Shropshire Star

Jailbird's view of old Newtown

The women are generally sober, and the residents are remarkably civil to strangers.

Published
Broad Street in Newtown as it was at the time Nicholls' account was transcribed.

This is Newtown – but the Newtown of nearly 200 years ago as revealed in the latest publication by the Mid Wales town's local history group.

"A Sketch of Newtown" was written by Francis Nicholls in 1830 and a copy of it was discovered in Cardiff Library, and it is that transcription by T.W. Hancock dating from 1846 that the group has republished, with the library's permission.

Nicholls arrived in Newtown in 1786 when he would have been in his mid-20s. He married Ann and had five known children.

"At the present inhabitants of Newtown are Natives of almost every County in the Principality, and also many from different countries in England besides some Scotch and Irish, and a few Foreigners, consequently there is a considerable difference in their Character, Habits, and Manners, but, as the major part of them are Natives of Wales, they, generally speaking, retain that simplicity of manners and integrity of conduct, for which the Cambrians have always been so honourably distinguished, and taking the whole population, as it now is, they with a very few exceptions may be justly termed an honest, sober and industrious set of people and remarkably civil to strangers," Nicholls writes.

"The women, in particular, are almost generally sober, industrious and frugal, and much to the credit of the sex it may truly be said that there is scarcely a drunken woman in the town."

However, what Nicholls does not let on is that he seems to have spent time in jail himself.

The history group's researches point to him spending almost exactly 20 weeks in the county jail in Montgomery in 1806 and 1807, accompanied by debtors and petty criminals.
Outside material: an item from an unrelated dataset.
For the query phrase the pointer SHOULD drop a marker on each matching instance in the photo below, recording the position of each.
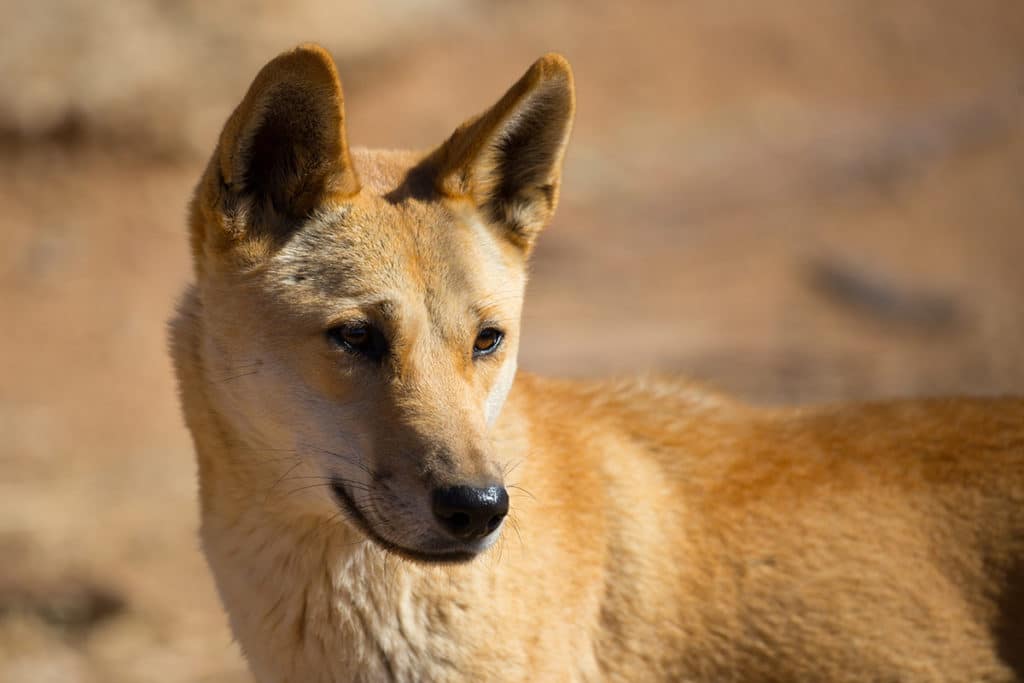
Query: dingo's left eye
(487, 340)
He may have been a bankrupt, although the group has been unable to establish for certain why he did jail time.

He says in his account that "the ancient Inhabitants and their descendants are easily distinguished from the new comers, they are, for the most part, very respectable, and speak nothing but English, whereas those Persons who have come from remote parts in Wales, still speak the Welsh Language, yet their children if brought up here, generally speak English."

Newtown was going places, as he tells how it was first lit by gas towards the close of 1827, and the Montgomeryshire Canal had been extended from Garthmyl into the town, with the first boat brought up it to Newtown on May 1, 1819, amid great fanfare.

The principal roads, which had been extremely bad, were now as good as any in the kingdom.

Nicholls, a schoolmaster who died in 1832, rates the surrounding countryside as pleasant, rather than beautiful.

"Of the Salubrity of the air, no better proof need be adduced, than that no contageous (sic) distemper (except the small pox and measles) have ever visited the Town or neighbourhood in the memory of any person living, and that the Ague is scarcely ever known in the country, numerous instances of longevity might be quoted if necessary."